Sea Bass and Vermentino
Tucked away in the Trexenta Hills north of Cagliari, the capital of Sardinia, the Argiolas Winery isn't exactly at the crossroads of the world's wine trade. Add to that the fact that the region's greatest wines are made either from unfamiliar grapes (Vermentino, Bovale) or from semifamiliar grapes known by local aliases (Grenache is called Cannonau, and Carignane goes by Carignano) and Argiolas should be destined for obscurity. Instead, this winery has become a favorite of sommeliers around the globe and a mainstay of Italian wine lists and shops throughout the United States, in part because its bottles are such a good value (most range from $8 to $15). It also doesn't hurt that Argiolas's consultant is Giacomo Tachis, the famous Italian wine pioneer credited with crafting Super-Tuscans Sassicaia and Tignanello.

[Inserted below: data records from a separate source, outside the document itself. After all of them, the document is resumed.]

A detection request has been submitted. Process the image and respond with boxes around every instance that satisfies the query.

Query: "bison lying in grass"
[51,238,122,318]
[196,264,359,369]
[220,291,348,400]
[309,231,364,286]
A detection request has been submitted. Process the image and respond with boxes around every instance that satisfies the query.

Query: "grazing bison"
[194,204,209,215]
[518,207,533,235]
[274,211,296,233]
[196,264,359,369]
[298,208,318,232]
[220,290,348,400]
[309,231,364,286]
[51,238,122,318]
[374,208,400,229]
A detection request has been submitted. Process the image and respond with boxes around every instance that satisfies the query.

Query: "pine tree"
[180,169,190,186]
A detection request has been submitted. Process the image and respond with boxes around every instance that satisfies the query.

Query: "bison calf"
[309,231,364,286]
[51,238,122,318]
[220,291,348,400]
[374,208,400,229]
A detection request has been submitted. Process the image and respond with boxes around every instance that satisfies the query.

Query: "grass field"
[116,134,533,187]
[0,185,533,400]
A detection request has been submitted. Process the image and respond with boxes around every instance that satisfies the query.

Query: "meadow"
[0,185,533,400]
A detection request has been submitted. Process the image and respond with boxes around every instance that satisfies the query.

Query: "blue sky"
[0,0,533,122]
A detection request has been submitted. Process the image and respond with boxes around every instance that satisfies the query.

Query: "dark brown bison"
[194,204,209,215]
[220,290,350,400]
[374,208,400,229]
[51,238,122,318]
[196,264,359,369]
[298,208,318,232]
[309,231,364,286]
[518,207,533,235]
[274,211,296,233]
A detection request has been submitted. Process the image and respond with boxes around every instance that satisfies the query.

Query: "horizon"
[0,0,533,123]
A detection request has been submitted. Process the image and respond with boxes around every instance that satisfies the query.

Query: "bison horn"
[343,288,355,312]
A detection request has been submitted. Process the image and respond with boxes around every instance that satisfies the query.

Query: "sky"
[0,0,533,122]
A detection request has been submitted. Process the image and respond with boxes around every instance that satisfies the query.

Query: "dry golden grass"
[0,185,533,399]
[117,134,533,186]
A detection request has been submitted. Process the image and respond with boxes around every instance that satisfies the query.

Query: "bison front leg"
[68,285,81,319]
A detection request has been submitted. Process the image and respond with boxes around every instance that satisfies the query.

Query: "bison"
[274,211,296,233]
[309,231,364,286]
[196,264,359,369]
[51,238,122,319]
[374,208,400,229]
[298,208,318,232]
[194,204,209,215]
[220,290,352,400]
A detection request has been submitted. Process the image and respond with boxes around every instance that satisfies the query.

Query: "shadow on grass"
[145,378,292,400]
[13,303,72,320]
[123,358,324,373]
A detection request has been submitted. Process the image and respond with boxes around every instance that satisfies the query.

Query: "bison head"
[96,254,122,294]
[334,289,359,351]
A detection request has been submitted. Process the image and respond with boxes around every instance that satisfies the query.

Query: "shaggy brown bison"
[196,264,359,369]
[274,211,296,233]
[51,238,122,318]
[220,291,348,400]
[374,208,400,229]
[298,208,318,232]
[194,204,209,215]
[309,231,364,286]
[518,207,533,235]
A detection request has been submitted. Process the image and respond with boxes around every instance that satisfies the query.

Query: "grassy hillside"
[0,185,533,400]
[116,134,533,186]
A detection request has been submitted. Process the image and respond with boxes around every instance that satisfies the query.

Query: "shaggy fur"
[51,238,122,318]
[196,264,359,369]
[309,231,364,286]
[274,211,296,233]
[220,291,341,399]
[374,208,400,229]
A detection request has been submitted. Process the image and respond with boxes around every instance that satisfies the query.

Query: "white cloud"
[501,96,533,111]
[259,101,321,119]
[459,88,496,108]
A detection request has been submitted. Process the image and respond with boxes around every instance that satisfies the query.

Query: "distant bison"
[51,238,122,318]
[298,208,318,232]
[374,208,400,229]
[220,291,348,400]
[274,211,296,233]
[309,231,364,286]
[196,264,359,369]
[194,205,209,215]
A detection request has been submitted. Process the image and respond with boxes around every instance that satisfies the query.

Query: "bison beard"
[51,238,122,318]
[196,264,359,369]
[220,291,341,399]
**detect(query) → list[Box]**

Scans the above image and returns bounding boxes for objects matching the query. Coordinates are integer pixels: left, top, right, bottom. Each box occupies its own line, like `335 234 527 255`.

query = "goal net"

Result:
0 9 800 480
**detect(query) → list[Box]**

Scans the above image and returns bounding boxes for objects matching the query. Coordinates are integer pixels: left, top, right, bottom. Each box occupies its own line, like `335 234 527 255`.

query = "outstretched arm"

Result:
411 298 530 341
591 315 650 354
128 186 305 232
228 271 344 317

In its Costamolino bottling, Argiolas takes an innovative approach to Vermentino, a traditional grape. Historians believe Vermentino arrived with the Spanish, who ruled the island from the 14th to the 18th centuries. By harvesting the grapes in the cool mornings and fermenting the wine in stainless steel (not oak), Argiolas preserves a minerally, citrusy freshness. Valentina Argiolas, the granddaughter of 97-year-old family patriarch Antonio, puts it this way: "The Costamolino's perfumes are the same that one senses when near the sea, a mist of marine notes and Mediterranean herbs." These aromas pair well with the briny flavors and creamy texture of Valentina's braised sea bass and her clams with fregola, the pebble-shaped Sardinian toasted pasta.